Synthetic marijuana triggers US alarm in US

  • 15/08/2015
Synthetic marijuana (File)
Synthetic marijuana (File)

It goes by many names, K2, Spice, Bizarro, Scooby Snax, Kryp2nite and Stoopid, to name but a few, and it's setting off alarm bells across the United States.

Synthetic marijuana is being cited by police and public health officials for a dramatic surge in potentially lethal overdoses and drug-related offences nationwide.

Imported primarily from China, it's an inexpensive chameleon substance, its synthesised chemical ingredients forever being tweaked by underground labs keeping one step ahead of law enforcement.

"We're seeing it pop up all around the country," acting Drug Enforcement Administration (DEA) chief Chuck Rosenberg told NPR public radio this week.

"The dosage amounts vary. The chemicals vary. You and I could buy and use the same packet... and have vastly different reactions to it."

So far this year, poison control centres across the US have taken more than 5,200 calls specific to "fake weed."
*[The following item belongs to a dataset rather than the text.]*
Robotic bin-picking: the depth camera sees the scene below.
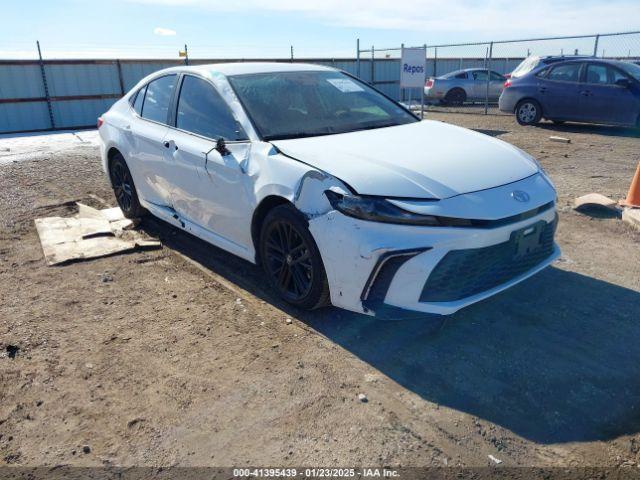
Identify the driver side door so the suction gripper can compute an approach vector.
[164,74,254,248]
That's more than the 3,680 calls they got in all of last year and the 2,668 calls handled in 2013, the American Association of Poison Control Centers says.

"Fake weed causes extreme anxiety, paranoia, panic attacks, alienation/disassociation, psychotic episodes and hallucinations," warns k2zombiedc.com, a city-run website aimed at Washington's youth.
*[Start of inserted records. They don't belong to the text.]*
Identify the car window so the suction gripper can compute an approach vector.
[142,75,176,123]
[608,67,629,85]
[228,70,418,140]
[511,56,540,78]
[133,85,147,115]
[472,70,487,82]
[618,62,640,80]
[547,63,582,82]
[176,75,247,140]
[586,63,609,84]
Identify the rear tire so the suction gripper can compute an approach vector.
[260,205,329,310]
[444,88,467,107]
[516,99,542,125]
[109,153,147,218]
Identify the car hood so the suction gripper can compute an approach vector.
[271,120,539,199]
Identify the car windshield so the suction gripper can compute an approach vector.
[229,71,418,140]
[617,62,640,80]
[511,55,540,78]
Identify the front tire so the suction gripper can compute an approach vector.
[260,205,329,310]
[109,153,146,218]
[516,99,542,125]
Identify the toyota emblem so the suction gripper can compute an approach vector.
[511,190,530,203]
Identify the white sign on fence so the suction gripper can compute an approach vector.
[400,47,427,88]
"This behaviour has been labelled 'the zombie effect,'" it says.

Synthetic marijuana may look like pot to the naked eye, but its addictive and potentially lethal high derives from chemical compounds designed to mimic THC, the active ingredient in real marijuana.

Those chemicals are sprayed onto grass-like herbs that are then stuffed into condom-style packets featuring amateur-looking cartoonish graphics.
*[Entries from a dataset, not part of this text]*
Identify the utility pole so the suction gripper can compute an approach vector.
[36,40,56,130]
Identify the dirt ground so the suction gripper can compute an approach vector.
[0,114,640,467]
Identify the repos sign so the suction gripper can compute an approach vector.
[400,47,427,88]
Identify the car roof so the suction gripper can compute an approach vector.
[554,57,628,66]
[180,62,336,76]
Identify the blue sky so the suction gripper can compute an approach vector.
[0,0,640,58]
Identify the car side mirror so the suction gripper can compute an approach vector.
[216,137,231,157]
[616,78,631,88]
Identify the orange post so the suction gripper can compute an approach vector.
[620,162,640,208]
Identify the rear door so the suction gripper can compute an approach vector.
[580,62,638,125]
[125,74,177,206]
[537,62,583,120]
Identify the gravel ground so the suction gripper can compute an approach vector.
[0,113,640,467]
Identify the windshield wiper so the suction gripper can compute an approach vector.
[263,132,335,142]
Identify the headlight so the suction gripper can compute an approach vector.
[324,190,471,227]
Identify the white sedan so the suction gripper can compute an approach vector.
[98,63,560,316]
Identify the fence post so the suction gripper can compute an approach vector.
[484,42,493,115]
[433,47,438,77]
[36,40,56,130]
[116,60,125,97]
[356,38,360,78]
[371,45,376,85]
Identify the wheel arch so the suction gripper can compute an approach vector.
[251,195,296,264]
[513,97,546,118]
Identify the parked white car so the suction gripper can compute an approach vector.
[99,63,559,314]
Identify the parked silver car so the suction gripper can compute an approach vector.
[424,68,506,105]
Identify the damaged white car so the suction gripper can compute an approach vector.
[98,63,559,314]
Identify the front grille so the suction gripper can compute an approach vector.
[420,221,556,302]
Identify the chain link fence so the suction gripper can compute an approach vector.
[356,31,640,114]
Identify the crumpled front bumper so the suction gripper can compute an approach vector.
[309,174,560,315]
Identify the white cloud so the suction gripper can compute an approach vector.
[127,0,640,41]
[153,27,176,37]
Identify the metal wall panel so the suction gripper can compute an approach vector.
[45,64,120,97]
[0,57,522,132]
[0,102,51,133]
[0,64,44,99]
"Not for human consumption," some packages claim.

Compared to genuine pot, synthesised marijuana can be "up to 100 times as potent as THC" at stimulating brain receptors, said Marilyn Huestis, senior investigator at the National Institute on Drug Abuse.

It is sometimes sold under the counter at corner stores, gas stations and head shops, but it can easily be bought online with a credit card after a simple Google search.

"I love it," said a customer's glowing review of Bizarro on one website. "I'd give it a 9/10. Very potent product and shipping was really fast."

In a 2012 survey by the University of Michigan, synthetic marijuana was the second most consumed drug among US high school seniors after marijuana.

"It's a monstrous problem," Huestis told AFP.

Some versions of synthetic marijuana have been listed as a Schedule One drug on par with heroin, but the multitude of versions means they cannot all be deemed analogues of real pot and thus be found illegal.